Editorial

Make it happen

The Indian government is taking a new approach to fighting poverty.
A Food Bill, which legislators are expected to pass soon, is designed to entitle all Indians to sufficient food. Whether the policy will succeed remains to be seen. In India, state agencies have a long track record of not fulfilling duties.

By Hans Demboski

On the other hand, the Indian government has an incentive to do something for the poor. The country is a democracy. The current government is led by the Congress party and was re-elected in 2009 after it introduced an innovative jobs programme, the Mahatma Gandhi National Rural Employment Guarantee Act (MGNREGA), in its previous term. Research shows that different Indian states are implementing MGNREGA with varying diligence and effectiveness. But nobody doubts the reform was a spectacular political success. Today, India’s government is struggling with corruption scandals. It certainly hopes the Food Bill will deliver similar rewards as the employment scheme did when the nation goes to the polls again in 2014.

In India, malnutrition and hunger persist as mass phenomena even though the country produces enough food to feed its 1.2 billion people. The problem is that many are simply too poor to buy the goods they need. In turn, their inadequate purchasing power is the reason why distribution systems are inadequate too. So far, it simply did not pay to make and keep them viable.

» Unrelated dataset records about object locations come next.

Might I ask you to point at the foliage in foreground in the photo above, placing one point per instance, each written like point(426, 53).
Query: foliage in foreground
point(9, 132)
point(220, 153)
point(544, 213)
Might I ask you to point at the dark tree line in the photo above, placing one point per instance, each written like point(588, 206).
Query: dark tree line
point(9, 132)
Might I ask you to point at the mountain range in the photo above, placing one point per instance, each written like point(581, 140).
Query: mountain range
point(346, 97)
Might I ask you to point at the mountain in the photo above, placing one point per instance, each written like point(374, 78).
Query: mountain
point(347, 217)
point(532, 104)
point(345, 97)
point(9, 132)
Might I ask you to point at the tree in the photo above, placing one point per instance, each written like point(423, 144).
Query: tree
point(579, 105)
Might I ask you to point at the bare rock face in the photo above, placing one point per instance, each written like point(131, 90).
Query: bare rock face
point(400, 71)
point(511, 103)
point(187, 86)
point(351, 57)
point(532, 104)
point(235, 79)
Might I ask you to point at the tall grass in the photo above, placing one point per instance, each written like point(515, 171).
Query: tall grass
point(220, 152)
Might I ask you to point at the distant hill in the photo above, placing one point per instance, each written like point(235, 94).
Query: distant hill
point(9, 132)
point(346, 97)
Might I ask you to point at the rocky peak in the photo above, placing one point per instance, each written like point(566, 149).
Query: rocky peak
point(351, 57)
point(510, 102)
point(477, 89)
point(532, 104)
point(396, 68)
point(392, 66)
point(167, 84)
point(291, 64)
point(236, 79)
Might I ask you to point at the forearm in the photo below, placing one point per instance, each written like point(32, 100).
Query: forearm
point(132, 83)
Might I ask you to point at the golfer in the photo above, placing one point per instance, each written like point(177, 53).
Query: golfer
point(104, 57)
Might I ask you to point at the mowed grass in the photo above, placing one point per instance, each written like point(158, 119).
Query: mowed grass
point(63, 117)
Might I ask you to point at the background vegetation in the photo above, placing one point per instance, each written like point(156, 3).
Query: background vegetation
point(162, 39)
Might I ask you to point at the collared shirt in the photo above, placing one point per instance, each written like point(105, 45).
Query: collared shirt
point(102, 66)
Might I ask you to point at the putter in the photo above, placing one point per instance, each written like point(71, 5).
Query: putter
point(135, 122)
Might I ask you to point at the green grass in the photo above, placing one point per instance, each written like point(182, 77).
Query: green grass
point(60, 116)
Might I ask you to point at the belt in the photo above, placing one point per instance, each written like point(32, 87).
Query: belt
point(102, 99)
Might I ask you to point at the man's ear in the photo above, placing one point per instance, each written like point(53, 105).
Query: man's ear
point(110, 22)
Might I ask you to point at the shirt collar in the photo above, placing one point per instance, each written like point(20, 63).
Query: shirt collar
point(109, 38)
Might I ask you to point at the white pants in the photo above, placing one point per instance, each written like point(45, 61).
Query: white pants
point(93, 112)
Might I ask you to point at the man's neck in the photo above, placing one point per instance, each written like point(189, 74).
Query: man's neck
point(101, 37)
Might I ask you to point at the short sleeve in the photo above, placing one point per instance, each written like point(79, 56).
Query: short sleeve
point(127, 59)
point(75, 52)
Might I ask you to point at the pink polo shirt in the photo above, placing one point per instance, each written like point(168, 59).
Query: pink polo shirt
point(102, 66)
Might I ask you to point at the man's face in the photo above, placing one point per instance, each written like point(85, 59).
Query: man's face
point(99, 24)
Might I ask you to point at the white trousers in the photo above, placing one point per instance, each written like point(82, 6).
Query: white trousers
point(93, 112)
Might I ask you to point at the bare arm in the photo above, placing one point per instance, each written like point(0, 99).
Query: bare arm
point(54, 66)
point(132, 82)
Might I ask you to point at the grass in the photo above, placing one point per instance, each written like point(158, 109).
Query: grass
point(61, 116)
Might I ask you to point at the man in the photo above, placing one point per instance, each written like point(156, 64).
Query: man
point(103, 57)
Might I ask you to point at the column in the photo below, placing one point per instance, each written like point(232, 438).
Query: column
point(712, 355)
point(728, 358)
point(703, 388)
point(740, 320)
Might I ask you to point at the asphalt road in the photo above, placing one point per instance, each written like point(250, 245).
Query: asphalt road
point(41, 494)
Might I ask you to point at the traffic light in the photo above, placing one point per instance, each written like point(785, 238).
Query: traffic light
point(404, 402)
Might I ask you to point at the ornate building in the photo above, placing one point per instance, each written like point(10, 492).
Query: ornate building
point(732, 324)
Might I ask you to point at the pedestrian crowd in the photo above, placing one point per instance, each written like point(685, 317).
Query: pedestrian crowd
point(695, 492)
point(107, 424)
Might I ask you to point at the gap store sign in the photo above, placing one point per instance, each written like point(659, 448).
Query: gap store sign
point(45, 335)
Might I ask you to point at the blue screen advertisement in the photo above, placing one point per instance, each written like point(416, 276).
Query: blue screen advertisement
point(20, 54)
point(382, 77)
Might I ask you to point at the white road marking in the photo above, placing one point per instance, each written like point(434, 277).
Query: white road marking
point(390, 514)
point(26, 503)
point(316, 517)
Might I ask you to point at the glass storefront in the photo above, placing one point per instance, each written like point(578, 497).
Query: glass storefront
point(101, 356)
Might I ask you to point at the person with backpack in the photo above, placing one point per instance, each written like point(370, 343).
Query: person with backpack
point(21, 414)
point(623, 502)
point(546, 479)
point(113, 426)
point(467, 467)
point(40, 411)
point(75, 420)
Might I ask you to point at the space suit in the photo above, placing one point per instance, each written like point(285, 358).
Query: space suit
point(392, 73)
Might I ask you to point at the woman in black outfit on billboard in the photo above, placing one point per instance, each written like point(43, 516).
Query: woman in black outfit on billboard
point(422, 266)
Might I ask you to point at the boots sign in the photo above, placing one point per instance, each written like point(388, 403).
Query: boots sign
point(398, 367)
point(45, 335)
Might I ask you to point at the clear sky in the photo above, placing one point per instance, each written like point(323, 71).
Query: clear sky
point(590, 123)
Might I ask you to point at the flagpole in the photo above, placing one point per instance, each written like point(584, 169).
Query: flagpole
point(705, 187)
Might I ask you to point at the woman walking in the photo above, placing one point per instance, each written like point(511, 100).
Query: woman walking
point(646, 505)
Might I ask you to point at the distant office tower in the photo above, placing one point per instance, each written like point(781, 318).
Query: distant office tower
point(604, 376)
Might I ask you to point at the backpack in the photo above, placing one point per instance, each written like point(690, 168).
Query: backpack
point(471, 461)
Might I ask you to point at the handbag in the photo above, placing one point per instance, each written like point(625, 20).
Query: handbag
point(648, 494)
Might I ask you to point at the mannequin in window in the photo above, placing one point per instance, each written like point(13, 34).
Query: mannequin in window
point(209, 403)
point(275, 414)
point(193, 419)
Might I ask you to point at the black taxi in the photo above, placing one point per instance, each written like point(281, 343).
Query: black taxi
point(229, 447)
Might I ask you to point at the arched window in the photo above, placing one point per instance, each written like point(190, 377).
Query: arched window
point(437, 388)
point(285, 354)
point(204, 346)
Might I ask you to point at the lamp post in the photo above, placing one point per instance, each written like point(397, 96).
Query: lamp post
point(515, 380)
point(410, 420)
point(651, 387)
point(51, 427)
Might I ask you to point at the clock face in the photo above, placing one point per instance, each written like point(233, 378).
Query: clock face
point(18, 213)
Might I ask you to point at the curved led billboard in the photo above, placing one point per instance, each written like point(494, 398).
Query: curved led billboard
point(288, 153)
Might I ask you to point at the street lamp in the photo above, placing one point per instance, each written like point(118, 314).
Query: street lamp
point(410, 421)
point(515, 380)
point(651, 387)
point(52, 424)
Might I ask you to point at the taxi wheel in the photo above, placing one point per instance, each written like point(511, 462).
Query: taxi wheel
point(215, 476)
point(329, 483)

That is no different in many other world regions. According to a rough estimate, 50 % of the harvests rot away in developing countries instead of feeding people. In two important and mutually reinforcing ways, better facilities for storing, shipping and processing farm produce would make a difference: the food supply in markets would increase, and thanks to more jobs and related incomes, more people could take advantage of such supply. Therefore, the most urgent way to fight hunger today is to make sure poor people’s purchasing power rises. Improving infrastructure and economic opportunities in rural areas makes sense because this is where the majority of needy people live. Obviously, war and civil strife compound problems. Integrated rural development, however, is certainly the most promising approach to food security.

It is often assumed that absolute poverty is increasing around the world. Over the past decades, that was not the case. Today, roughly 1 billion of 7 billion people do not get enough food. Four decades ago, Earth was home to almost 4 billion people, of whom roughly 1 billion went hungry. The share of the needy has declined.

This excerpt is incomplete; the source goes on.